Il consiglio di Stato, con la sentenza n. 9044/2023, si è pronunciato in materia di spandimento dei fanghi biologici in agricoltura e competenze del comune.
La materia relativa alla utilizzazione dei fanghi di depurazione in agricoltura attiene all’ambito della tutela dell’ambiente e dell’ecosistema, che è di competenza esclusiva statale ai sensi dell’art. 117, secondo comma, lett. s) della Costituzione e la stessa disciplina primaria, all’art. 6, ha in materia previsto un diretto potere esercitato dalla Regione.
Pertanto, muovendo da tali presupposti normativi, si perviene, sotto un primo profilo, ad affermare che i Comuni non sono titolari di potestà regolamentare in materia di spandimento dei fanghi biologici in agricoltura restando riservata agli stessi solo la potestà di sanzionare la violazione delle disposizioni regolamentari preventivamente stabilite dalla Regione, ove queste si sostanzino in violazioni della normativa regolamentare in materia di igiene.
Nel caso di specie, il Tar accoglieva il ricorso di una società sul divieto di utilizzazione agronomica dei fanghi di depurazione disposto dal Comune argomentando nel senso che “sembra pertanto da escludere che lo strumento urbanistico possa dettare prescrizioni che riguardano l’attività di spandimento di fertilizzanti su suolo agricolo giacché non si vede quale attinenza abbai tale attività con l’interesse urbanistico. (…) in ogni caso, va poi osservato che, anche qualora si dovesse ritenere che la legge regionale n. 12 del 2005 abbia attribuito agli strumenti urbanistici comunali il compito di dettare norme autonome per la tutela dell’interesse ambientale, non si può ammettere che tale interesse trovi nel piano una regolazione contrastante con quella dettata dalla fonte regionale, cui la legge statale attribuisce specifica competenza in materia.”.
Pertanto, per il Consiglio di Stato, è da condividersi l’interpretazione in proposito della sentenza impugnata per la quale la Regione non può dettare norme legislative dirette esclusivamente alla tutela dell’ambiente (materia che rientra nell’ambito della competenza esclusiva statale), e ciò ovviamente neppure per attribuirne la competenza amministrativa ai comuni affinché la esercitino in sede di pianificazione urbanistica, per cui la legge regionale n. 12 del 2005 non può avere attribuito agli strumenti di pianificazione comunale il compito di dettare autonome norme finalizzate alla tutela ambientale, ma ha attribuito loro il diverso compito di recepire e specificare (laddove vi siano margini) le disposizioni contenute nelle fonti statali e regionali.

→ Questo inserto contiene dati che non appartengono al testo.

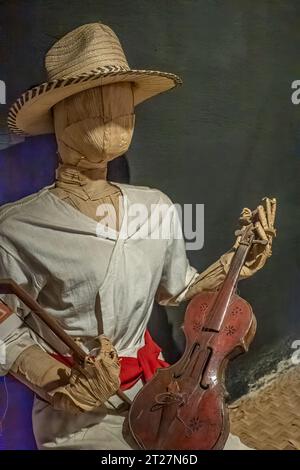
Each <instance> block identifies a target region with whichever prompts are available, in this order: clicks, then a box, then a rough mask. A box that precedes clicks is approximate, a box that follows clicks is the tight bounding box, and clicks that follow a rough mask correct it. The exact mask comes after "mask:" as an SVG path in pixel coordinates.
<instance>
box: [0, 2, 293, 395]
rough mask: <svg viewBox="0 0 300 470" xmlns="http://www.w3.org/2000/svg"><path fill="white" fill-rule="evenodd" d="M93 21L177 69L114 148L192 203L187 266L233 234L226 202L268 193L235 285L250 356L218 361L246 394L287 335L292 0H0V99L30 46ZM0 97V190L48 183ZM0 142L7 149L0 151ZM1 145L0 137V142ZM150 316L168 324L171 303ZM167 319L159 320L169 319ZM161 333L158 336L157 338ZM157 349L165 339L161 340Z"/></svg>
mask: <svg viewBox="0 0 300 470" xmlns="http://www.w3.org/2000/svg"><path fill="white" fill-rule="evenodd" d="M97 20H101V21H102V22H104V23H107V24H109V25H110V26H111V27H112V28H113V29H114V30H115V32H116V33H117V34H118V36H119V37H120V40H121V42H122V44H123V46H124V49H125V51H126V52H127V56H128V61H129V64H130V65H132V66H133V67H134V68H152V69H157V70H163V71H170V72H174V73H177V74H178V75H180V76H181V77H182V78H183V81H184V85H183V87H182V88H181V89H177V90H174V91H172V92H169V93H166V94H164V95H161V96H159V97H156V98H155V99H153V100H151V101H149V102H145V103H144V104H142V105H140V106H139V107H138V108H137V109H136V114H137V125H136V131H135V136H134V140H133V144H132V146H131V149H130V151H129V153H128V160H129V165H130V171H131V183H132V184H137V185H139V184H141V185H149V186H154V187H158V188H160V189H162V190H163V191H165V192H166V193H167V194H168V195H169V196H170V197H171V198H172V199H173V200H174V201H175V202H179V203H181V204H183V203H204V204H205V245H204V249H203V250H201V251H199V252H193V251H191V252H189V253H188V255H189V258H190V260H191V262H192V264H193V265H194V266H196V267H197V268H198V269H199V270H202V269H204V268H205V267H207V266H208V265H209V264H210V263H211V262H213V261H214V260H215V259H216V258H217V257H219V256H220V255H221V254H222V253H223V252H224V251H226V250H227V249H229V247H230V246H231V244H232V242H233V232H234V229H235V226H236V221H237V218H238V215H239V213H240V210H241V209H242V208H243V207H245V206H249V207H255V206H256V205H257V204H258V203H259V201H260V199H261V198H262V197H263V196H265V195H271V196H276V197H277V199H278V204H279V207H278V222H277V228H278V238H277V240H276V242H275V244H274V250H273V257H272V259H271V260H270V261H269V262H268V264H267V266H266V267H265V269H264V270H263V271H262V272H260V273H258V274H257V275H256V276H255V277H254V278H253V279H250V280H248V281H244V282H243V283H241V284H240V294H241V295H242V296H244V297H245V298H246V299H247V300H248V301H249V302H250V303H251V304H252V306H253V309H254V311H255V313H256V316H257V319H258V331H257V335H256V338H255V340H254V342H253V344H252V347H251V350H250V352H249V353H248V354H247V355H245V356H243V357H242V358H239V359H237V360H236V361H235V363H234V364H232V366H231V367H230V373H229V381H228V386H229V390H230V392H231V397H232V398H234V397H236V396H239V395H241V394H242V393H245V392H246V391H247V387H248V384H249V383H253V382H255V381H256V380H257V379H258V378H259V377H261V376H262V375H263V374H265V373H267V372H269V371H270V370H271V369H272V368H274V367H275V366H276V364H277V363H278V362H279V361H280V360H281V359H284V358H286V357H290V355H291V353H292V349H291V343H292V341H293V340H294V339H300V320H299V308H298V305H299V301H300V299H299V281H300V272H299V256H300V248H299V236H300V233H299V232H300V217H299V215H300V214H299V193H300V189H299V182H300V155H299V153H300V136H299V131H298V124H299V117H300V106H299V107H297V106H295V105H293V104H292V102H291V99H290V97H291V92H292V90H291V83H292V81H293V80H296V79H300V28H299V20H300V4H299V2H298V1H297V0H289V1H279V0H243V1H238V0H235V1H234V0H225V1H218V0H130V1H120V0H115V1H114V0H101V1H90V0H86V1H85V2H82V1H81V0H80V1H79V0H69V1H68V2H62V1H58V0H47V1H43V0H40V1H38V0H34V1H30V2H29V1H23V0H18V1H1V2H0V79H1V80H5V82H6V85H7V99H8V102H11V101H13V99H14V98H15V97H16V96H17V95H18V94H19V93H20V92H22V91H24V89H26V88H27V87H30V86H32V85H34V84H37V83H39V82H41V81H42V80H44V79H45V75H44V72H43V56H44V53H45V52H46V50H47V49H48V48H49V47H50V46H51V45H52V44H53V42H54V41H55V40H56V39H58V38H59V37H60V36H62V35H63V34H65V33H66V32H68V31H69V30H71V29H73V28H75V27H76V26H79V25H81V24H83V23H86V22H94V21H97ZM7 109H8V108H7V107H6V106H3V105H0V146H2V151H1V158H0V200H1V203H4V202H7V201H9V200H15V199H18V198H19V197H22V196H23V195H25V194H29V193H31V192H34V191H35V190H36V189H38V188H40V187H42V186H44V185H46V184H48V183H50V182H51V181H52V180H53V174H54V167H55V154H54V151H55V149H54V142H53V140H51V138H50V139H48V138H46V139H45V138H44V137H42V138H38V139H29V141H28V142H25V143H22V142H21V143H18V144H17V145H14V146H10V145H12V144H16V142H15V141H13V140H11V138H10V137H8V136H7V130H6V127H5V115H6V112H7ZM8 146H10V147H9V148H7V147H8ZM0 148H1V147H0ZM168 318H169V320H168V321H167V320H166V317H165V316H164V312H161V315H160V313H157V312H156V316H155V321H154V322H152V328H153V324H154V330H155V325H156V324H157V322H158V321H163V322H164V323H165V331H166V332H167V331H169V332H170V329H172V328H173V334H174V337H175V340H176V344H177V348H179V349H180V347H181V346H182V338H181V337H180V334H179V333H178V325H179V324H180V322H181V318H182V312H181V313H180V314H179V313H178V312H177V313H176V312H175V311H173V309H172V311H170V312H168ZM172 325H173V326H172ZM162 340H163V341H164V338H162ZM169 346H170V343H169Z"/></svg>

Ed infatti, l’art. 10 comma 4, lett. b), della legge regionale n. 12 del 2005 demanda allo strumento urbanistico il compito di dettare le regole di salvaguardia e valorizzazione delle aree paesaggistico-ambientale ed ecologiche, ma specifica anche che queste regole debbono essere “ulteriori” e <<…di attuazione dei criteri di adeguamento e degli obiettivi stabiliti dal piano territoriale regionale, dal piano territoriale paesistico regionale e dal piano territoriale di coordinamento provinciale>>.